Preparation of T. chebula Retz extracts
About 100 g of T. chebula Retz powder was weighed and then ultrasonically extracted for 60 min in 40% alcohol (the ratio of 40% alcohol–T. chebula Retz powder was 40:1). The extract samples were evaporated by rotary evaporation under vacuum, and the residue was then vacuum-dried. The dried powder of the extracts (5.0 g) was dissolved in 100 mL water and then extracted with 100 mL ethyl acetate three times. The obtained ethyl acetate extracts were combined and evaporated to dryness (for intragastric administration).
Preparation of test solution
About 0.5 g of the above dried ethyl acetate extract was dissolved and diluted to a volume of 50 mL with acetonitrile, and then filtered by a 0.22 μm membrane filter before analysis by UPLC–QTOF-MS. As standards, 1 mg gallic acid, 1 mg methyl gallate, 1 mg ethyl gallate, 1 mg ellagic acid, 1 mg brevifolin carboxylic acid, 1 mg arjugenin, and 1 mg arjunic acid were separately dissolved and diluted to a volume of 25 mL with methanol, and then filtered by a 0.22 μm membrane filter before analysis by UPLC–QTOF-MS.

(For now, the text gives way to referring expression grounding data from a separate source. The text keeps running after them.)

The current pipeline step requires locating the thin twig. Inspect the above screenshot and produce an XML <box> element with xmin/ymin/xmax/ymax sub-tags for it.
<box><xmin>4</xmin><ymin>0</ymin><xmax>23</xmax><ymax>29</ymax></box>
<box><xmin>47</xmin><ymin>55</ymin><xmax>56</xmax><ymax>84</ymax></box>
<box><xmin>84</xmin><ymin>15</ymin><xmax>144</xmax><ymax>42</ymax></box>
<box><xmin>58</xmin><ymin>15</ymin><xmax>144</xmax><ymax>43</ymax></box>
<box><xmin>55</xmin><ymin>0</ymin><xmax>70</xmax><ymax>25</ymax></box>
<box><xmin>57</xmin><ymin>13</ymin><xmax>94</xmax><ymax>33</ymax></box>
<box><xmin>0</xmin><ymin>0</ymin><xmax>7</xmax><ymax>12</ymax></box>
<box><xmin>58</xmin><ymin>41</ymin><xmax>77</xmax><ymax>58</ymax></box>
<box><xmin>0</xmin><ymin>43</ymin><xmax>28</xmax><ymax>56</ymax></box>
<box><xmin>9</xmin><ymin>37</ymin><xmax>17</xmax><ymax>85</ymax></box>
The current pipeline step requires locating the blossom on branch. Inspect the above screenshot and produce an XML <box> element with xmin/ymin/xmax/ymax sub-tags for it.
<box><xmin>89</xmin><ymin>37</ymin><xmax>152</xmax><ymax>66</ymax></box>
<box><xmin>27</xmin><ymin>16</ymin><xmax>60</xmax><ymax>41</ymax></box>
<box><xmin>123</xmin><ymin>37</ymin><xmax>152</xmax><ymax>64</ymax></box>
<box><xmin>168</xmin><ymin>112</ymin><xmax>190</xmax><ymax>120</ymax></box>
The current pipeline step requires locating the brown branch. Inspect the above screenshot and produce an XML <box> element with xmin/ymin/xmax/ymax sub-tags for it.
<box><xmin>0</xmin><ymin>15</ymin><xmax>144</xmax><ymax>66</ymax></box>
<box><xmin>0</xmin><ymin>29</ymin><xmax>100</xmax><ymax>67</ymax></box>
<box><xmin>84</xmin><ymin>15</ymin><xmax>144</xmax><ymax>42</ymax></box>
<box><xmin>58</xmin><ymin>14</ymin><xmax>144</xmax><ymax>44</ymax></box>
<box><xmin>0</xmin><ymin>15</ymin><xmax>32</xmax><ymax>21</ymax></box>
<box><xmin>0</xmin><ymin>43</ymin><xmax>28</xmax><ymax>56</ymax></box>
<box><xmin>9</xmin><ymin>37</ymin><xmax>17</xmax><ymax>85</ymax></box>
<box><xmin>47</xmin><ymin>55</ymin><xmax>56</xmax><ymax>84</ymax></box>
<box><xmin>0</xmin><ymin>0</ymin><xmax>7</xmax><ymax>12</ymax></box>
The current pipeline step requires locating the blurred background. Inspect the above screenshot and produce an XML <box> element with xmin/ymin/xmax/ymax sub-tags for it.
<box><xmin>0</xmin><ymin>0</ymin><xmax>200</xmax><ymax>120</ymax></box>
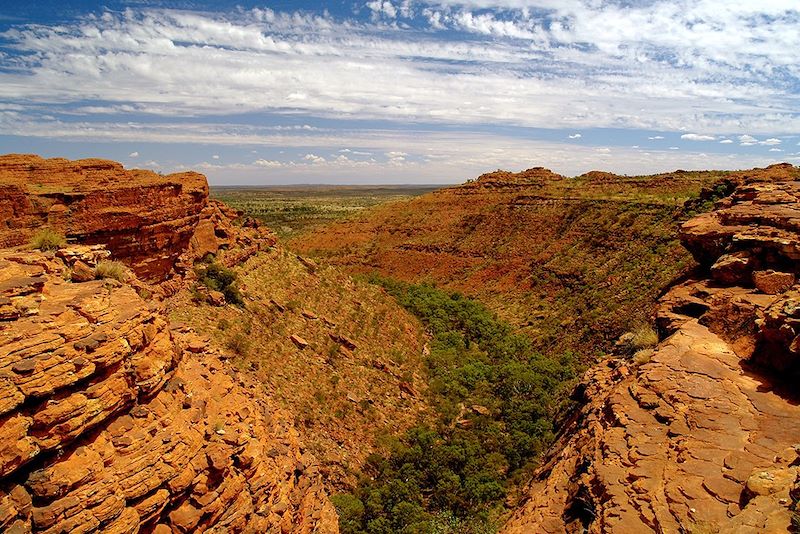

Collection of plasma and brain tissue samples
Twenty-four SD rats were randomly divided into the drug group (n = 12) and the control blank group (n = 12) and were fasted for 12 h before lavage administration, but had free access to water. Extracts of T. chebula Retz were administered to rats in the drug group by infusion into the stomach (equivalent to 35 g/kg of crude drugs). Rats in the control group received the same volume of normal saline. Blood samples were drawn from the orbit of six randomly selected rats at 5, 15, 25, 35, 45, and 55 min after treatment, and the blood was transferred to centrifuge tubes containing heparin sodium. The blood samples were incubated at room temperature for 15 min, and then, the plasma was collected by centrifugation (3000 r/min, 4 °C, 10 min). Next, the chest cavities of the remaining 6 rats were opened under ether anesthesia 1 h after drug treatment. PBS was flushed through from the left ventricular to right auricle until the outflow was clear liquid. Then, after decapitation, the brain tissues were removed, weighed, immediately frozen in liquid nitrogen, and stored at −80 °C until used.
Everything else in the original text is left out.